それを引き留めたのは、とても嫌な胸騒ぎがしたから。
『私も行くわ』
用意は急いで済ませた。
一通りの戦闘道具を装備し、エネルギー補給も万全だ。
「ダメだ」
正守に反対されたが、それは予想通りだったので構わず後ろを歩いた。
『嫌な感じがするの。絶対何か起こる』
「ダメだ」
聴く耳もたずの正守の前に回り込み、無理矢理こちらを向かせた。
『お願い、行かせて』
危険なのはわかる。
私が行ったところで戦力の足しにならないのもわかる。
正守が望んでいないこともわかる。
でも、それでも。
知らぬ間に正守が死んでしまうかもしれないと思うと―――怖いと思った。
正守がいない夜行はイヤだ。
まっすぐ正守を見つめていると、正守が困ったようにため息をつくのがわかった。
この最終手段―――ただのおねだり―――は正守に有効なようだ。
「わかったよ。どうせダメって言ったってついてきそうだし。それならいっそ目の届くところにいてくれた方が助かる」
『なんか子ども扱いされてるみたいで失礼ね』
「子供のおねだりと変わんなかったよ、さっきの」
言いながら、正守は痛いくらいに私を抱き寄せた。
「精神支配にきくかわからないけど、一応結界はるから。
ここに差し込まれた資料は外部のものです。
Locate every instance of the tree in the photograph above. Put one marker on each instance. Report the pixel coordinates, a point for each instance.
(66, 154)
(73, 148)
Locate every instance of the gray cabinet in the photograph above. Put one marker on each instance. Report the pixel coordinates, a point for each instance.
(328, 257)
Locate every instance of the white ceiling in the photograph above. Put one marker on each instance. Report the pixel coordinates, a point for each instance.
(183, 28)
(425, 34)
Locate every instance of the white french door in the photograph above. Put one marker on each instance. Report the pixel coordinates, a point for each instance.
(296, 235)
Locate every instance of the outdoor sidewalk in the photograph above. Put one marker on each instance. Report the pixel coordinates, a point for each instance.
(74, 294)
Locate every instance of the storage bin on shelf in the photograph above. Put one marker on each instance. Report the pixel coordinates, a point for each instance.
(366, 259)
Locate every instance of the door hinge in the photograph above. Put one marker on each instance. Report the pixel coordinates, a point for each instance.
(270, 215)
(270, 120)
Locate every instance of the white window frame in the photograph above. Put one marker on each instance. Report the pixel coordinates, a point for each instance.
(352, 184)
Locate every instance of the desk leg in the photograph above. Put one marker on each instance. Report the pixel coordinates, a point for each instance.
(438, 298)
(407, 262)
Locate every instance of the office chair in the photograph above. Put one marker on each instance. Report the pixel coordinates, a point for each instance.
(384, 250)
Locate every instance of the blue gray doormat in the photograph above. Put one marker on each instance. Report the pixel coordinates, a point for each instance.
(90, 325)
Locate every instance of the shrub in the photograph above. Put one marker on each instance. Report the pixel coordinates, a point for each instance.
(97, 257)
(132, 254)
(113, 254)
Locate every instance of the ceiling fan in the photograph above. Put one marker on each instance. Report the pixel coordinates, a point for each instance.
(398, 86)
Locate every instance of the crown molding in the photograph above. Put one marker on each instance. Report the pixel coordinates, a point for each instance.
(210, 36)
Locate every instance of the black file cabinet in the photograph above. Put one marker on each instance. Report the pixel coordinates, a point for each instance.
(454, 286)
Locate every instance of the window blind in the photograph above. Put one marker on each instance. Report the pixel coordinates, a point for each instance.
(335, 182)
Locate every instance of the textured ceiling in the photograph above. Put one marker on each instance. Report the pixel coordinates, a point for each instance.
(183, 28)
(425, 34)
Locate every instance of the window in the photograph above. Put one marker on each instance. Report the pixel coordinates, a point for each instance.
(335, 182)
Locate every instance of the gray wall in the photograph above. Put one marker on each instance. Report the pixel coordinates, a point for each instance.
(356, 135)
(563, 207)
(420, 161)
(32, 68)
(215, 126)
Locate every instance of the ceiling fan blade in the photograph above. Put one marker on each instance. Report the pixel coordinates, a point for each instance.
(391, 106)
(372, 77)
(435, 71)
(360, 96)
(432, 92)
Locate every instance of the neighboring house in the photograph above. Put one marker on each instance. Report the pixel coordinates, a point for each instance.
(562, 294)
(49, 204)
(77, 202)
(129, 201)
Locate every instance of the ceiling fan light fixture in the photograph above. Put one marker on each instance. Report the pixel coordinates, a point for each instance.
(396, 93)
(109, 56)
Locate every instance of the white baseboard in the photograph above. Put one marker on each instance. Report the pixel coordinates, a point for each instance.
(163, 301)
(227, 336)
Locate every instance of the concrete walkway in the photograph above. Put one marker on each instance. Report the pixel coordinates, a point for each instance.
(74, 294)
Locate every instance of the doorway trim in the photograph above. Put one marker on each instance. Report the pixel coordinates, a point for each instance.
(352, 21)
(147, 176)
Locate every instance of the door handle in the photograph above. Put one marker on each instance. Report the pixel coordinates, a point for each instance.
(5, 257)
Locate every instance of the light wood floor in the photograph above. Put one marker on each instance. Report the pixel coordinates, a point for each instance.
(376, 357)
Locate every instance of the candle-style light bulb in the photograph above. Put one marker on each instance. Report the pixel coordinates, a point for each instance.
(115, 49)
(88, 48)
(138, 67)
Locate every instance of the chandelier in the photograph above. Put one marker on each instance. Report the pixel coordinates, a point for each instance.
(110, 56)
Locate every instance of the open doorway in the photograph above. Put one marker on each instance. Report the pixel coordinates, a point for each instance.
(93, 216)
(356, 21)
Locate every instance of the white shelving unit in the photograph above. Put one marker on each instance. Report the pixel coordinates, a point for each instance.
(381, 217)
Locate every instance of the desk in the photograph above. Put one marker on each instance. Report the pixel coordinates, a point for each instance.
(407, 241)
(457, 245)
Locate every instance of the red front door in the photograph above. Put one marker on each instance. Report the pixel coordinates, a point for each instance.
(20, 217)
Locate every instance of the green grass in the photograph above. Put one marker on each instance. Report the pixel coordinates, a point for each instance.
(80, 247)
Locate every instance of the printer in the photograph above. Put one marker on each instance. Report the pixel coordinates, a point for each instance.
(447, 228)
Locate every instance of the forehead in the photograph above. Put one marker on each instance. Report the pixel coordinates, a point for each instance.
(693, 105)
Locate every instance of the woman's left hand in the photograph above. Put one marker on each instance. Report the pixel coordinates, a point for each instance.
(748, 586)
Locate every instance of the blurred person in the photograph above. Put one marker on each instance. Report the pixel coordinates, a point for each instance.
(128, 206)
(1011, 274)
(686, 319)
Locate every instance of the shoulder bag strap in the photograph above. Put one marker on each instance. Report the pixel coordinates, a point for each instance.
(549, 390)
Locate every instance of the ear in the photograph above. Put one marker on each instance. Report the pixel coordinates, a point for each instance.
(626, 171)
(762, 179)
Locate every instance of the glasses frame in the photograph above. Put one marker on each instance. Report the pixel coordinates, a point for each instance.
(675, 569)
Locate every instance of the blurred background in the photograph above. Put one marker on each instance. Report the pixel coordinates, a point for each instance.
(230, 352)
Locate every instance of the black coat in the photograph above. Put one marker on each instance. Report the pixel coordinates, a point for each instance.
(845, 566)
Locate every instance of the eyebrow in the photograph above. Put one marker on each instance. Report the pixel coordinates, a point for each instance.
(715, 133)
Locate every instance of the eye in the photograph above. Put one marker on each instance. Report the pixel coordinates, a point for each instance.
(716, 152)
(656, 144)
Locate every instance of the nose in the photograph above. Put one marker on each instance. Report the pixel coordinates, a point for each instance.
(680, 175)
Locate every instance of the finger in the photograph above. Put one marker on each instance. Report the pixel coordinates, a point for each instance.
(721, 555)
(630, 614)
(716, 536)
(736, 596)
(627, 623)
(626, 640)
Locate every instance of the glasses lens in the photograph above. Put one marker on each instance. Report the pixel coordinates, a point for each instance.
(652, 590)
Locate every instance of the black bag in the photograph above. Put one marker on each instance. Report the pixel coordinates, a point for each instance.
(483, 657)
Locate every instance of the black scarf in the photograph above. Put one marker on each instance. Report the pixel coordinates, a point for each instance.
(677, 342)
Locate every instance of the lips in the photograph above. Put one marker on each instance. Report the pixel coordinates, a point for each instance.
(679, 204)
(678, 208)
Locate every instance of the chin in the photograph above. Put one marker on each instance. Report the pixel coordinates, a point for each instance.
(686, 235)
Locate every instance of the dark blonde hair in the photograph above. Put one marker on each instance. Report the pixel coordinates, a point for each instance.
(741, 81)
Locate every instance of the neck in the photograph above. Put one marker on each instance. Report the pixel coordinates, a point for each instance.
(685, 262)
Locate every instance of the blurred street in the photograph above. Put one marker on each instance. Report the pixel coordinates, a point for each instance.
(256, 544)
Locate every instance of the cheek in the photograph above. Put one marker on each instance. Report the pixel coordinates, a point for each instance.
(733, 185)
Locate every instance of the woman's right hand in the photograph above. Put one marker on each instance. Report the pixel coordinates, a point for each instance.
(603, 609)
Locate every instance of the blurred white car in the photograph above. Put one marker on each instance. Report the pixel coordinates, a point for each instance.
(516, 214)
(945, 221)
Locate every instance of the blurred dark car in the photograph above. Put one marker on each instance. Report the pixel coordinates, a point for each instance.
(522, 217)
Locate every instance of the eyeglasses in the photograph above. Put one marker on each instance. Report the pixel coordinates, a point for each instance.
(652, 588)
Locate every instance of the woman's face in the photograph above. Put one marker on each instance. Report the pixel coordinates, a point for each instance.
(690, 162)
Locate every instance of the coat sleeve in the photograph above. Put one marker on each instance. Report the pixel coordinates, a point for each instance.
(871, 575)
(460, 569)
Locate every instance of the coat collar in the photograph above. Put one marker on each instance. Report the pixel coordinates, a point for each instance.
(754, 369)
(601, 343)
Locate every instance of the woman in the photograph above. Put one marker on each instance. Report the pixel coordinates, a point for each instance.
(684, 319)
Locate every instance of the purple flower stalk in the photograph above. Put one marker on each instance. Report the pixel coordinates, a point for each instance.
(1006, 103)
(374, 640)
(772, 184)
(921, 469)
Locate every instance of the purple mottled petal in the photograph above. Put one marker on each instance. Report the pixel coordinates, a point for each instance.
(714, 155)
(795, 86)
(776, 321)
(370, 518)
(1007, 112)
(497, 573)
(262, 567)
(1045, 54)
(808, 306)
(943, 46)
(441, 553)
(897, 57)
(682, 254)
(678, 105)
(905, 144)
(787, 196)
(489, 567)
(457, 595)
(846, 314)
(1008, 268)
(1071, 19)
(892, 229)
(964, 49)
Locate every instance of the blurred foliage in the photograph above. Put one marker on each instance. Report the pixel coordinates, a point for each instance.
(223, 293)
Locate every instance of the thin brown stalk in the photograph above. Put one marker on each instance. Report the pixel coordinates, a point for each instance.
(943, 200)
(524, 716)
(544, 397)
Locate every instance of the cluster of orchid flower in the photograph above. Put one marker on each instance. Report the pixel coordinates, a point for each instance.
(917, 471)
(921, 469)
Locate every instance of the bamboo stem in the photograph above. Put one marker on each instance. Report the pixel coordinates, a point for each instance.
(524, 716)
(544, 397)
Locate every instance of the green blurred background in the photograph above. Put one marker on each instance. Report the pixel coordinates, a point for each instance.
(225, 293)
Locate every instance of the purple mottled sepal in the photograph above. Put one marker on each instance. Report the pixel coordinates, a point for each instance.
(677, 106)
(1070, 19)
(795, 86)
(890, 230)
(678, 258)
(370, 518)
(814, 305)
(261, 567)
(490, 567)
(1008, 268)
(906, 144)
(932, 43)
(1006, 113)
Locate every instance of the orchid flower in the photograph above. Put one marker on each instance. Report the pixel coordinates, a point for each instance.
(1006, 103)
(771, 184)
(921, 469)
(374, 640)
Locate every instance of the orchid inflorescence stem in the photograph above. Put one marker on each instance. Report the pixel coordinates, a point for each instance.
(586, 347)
……死なないで」
わかってる、死なない。
正守も死なないで。
正守に負けじと、私も強く強くその人を抱きしめた。
案の定、総帥勢力が裏会総本部に攻め入ってきた。
正守が総本部全体に結界を張っていたようだが、上空から剣が落とされ、少しずつ結界が破壊される。
そしてすぐに、人が落ちてきた。
『扇家の人たちね、』
ここに来るまでに正守から扇家が落ちた時に、部下を奪われたのだと聞いていた。
近くでは幹部の人たちがでたらめな力で戦闘態勢に入っている。
黒兜が2体も出現し、いくら味方といえど幹部陣の人格にあきれていたところで。
『え、』
体が動かない。
何これどういうこと。
そこでようやく、総帥の精神支配を受けているのだと認識した。
ぞろぞろと周囲が動く方向へと私も動き始める。
誰かに勝手に体を動かされ、気味が悪かった。
でもなぜ意識を保てているのだろうか。
もしかするとみんな意識はあるのに、体の自由を奪われているのだろうか。
「リンっ」
正守の声がする。
ということは正守は操られていないようだ。
よかった。
安堵すると、少しだけ頭がさえた。
意識が保てているのは正守の結界のおかげだ、きっと。
なんてわかったところで何がかわるわけでもないのだけれど。
ごめん正守、一緒に帰れそうにないわ。
正守だけでも無事でいて。
心の中でそう伝え、流されるがままに身をゆだねた。